From the first second I smelled Grand Amour, I knew I could not remain indifferent to this perfume. It reminded me instantly of the bushes of mastic where I used to hide as a little girl: either from friends and siblings while playing hide and seek; or from greater horrors imposed on little children by the adults of the world. The scent of the mastic bushes is unique and unmistakable. And although mastic is not mentioned as a note in this perfume from Annick Goutal – the precise makeup of this particular perfume creates the impression of the scent released from the crushed crisp leaves between little fingers of a child hiding in the dense evergreen bushes.
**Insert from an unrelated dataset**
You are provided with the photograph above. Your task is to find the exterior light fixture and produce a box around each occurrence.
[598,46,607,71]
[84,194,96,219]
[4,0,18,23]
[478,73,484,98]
The gum or resin from this bush is the same “mastic” which is used to flavour baked sweets and ice creams in the Middle East and Greece (more about this later). The Latin name of this bush is Pistacia Lentiscus, and it is from the pisttachio family. In ancient times it was used to create a chewing substance (mastic is chewing gum in Arabic and Hebrew), and it is also used as a medicine and a spice. A synthetic substance with similar chemical makeup is created especially for the chewing gum industry.

For those who are unfamiliar with the aroma of mastic, and particularly that of the raw leaves, I would try to describe it as it is in Grand Amour: it is green yet not like grass or leaves, sappy, but not resinous, and with an undercurrent of powdery warmth, while releasing a gently and evenly floral aroma in such manner that no particular flower stands out. It also resembles Chamade in some ways, though I detect none of the galbanum, oakmoss or vanilla notes that are so prominent in Chamade. Perhaps it is the hyacinth, a note that appears in both perfumes.

When I discovered Grand Amour some two or three years ago at The Bay in Vancouver, I immediately lavished myself in it carelessly in excess that can be only explained by my excitement. I was not able to enjoy it very much, the memory of those evergreen childhood hideaways brought a throat-clenching sensation, like the one that visits us just before bursting into inexplicable, shameful tears. I neglected the fantasy of wearing Grand Amour, but haven’t completely given up. I took a vial with me on my trip to Israel this spring, and decided to wear it in the natural environment and compare it to the live bush. I was right about their similarity. But imagine my surprise when I managed to enjoy the juice for three days straight while staying at my Mom’s place, surrounded by the bushes and the spring blooming greenery. In Hebrew we say “Meshane makom, meshane mazal” which means, that when you change location or place, your luck might change too. So true for perfume.

This review is for the Eau de Toilette, which is lovely in my opinion except for the fact that it is not extremely long lasting when dabbed. When sprayed the performance is excellent. The official notes (per the Annick Goutal website) are lily, hyacinth, honeysuckle, Turkish rose, amber, musk and myrtle.